I'm currently very new to nanotechnology. I do understand that it is possible to achieve an excellent topography image of a sample by SPM. However, is it possible to do SPM over a large area (for instance like in SEM, which is possible to image over 1x1 mm)? Theoretically speaking, I do not see any problem except that measurement time might be very high.

So, is it possible to scan over a large area (mm-scale)? If not, what can the reason be if one excluded measurement time. If yes, which technique will give an advantage for such measurement?

I would appreciate if anyone could explain the theory/mechanism behind this or point me to a place where I can obtain a better understanding.


1 Answer 1


The question you have to ask yourself is what is the length scale of the features you want to study as this will inform you of the correct technique to use.

The most common type of SPM is the atomic force microscope (AFM) which has an astoundingly high resolution (atomic scale in the right conditions), but as a result is limited to relatively small scan sizes with the largest avaliable being about 150 x 150 µm. There are AFMs that can stitch together multiple images and give you massive images, but as you said collection time will be very very long (if this is what you want to do, look for an AFM in a clean room that is primarily used for metrology in silicon wafer processing as these generally have the software to do the stitching).

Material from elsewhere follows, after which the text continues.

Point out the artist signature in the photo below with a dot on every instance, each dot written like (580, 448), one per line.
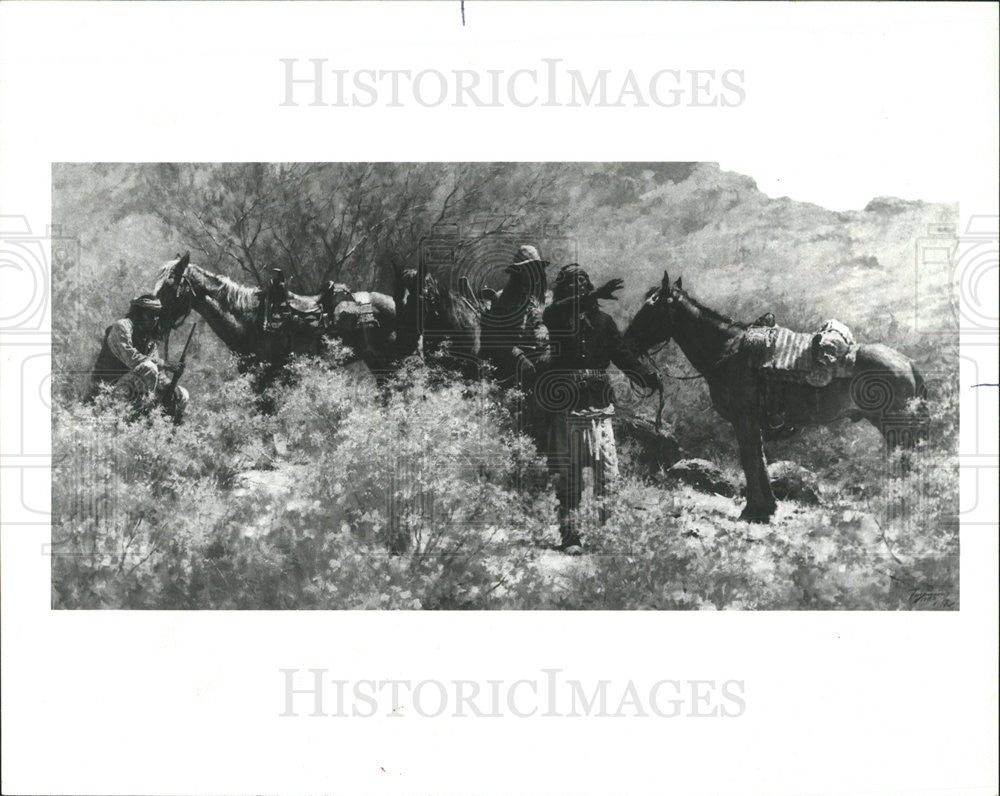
(932, 599)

If you only care about microscale features, then a stylus profilimeter would do the trick. It is basicaly a large AFM so it has most of the same advantages/problems. I haven't really used these so I am not sure how well they image or if they are mostly used for single line profiles.

Better than a stylus profilimeter, in my opinion, are the suite of 3D optical profilimeters. There are lot of options here from different manufacturers using different technologies, but they all have similar characteristics: xy-resolution is limited by diffraction (depends on objective used, ~200 nm) and z-resolution is sub nm; scans are very quick (can be less than second); can stitch many scans together to form very large images (I have seen an example of a whole coin); they struggle with transparent materials; they can't see reentrant geometry.

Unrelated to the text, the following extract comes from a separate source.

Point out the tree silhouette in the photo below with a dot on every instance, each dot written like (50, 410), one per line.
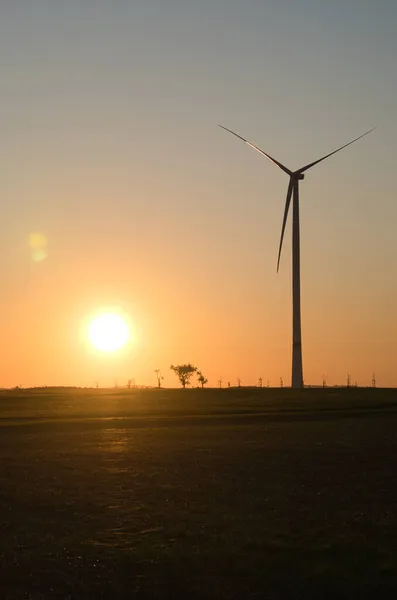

If you require nm resolution over a mm scale, I would go with AFM and just take images of representive areas as data analysis would be really difficult if you had to analyse AFM data over millimeters.

Finally, the last piece of advice I'd give you is something all students hate: go read the literature. This is the best way to figure out what technique to use. What I found helpful was to make a table of all the different techniques used in similar pieces of research and make a list of their pros and cons, how easy are they to learn, do I have access, what does data analysis look like etc. Even if you end up using the first technique in the table, you have learned a lot about where and when other techniques are useful.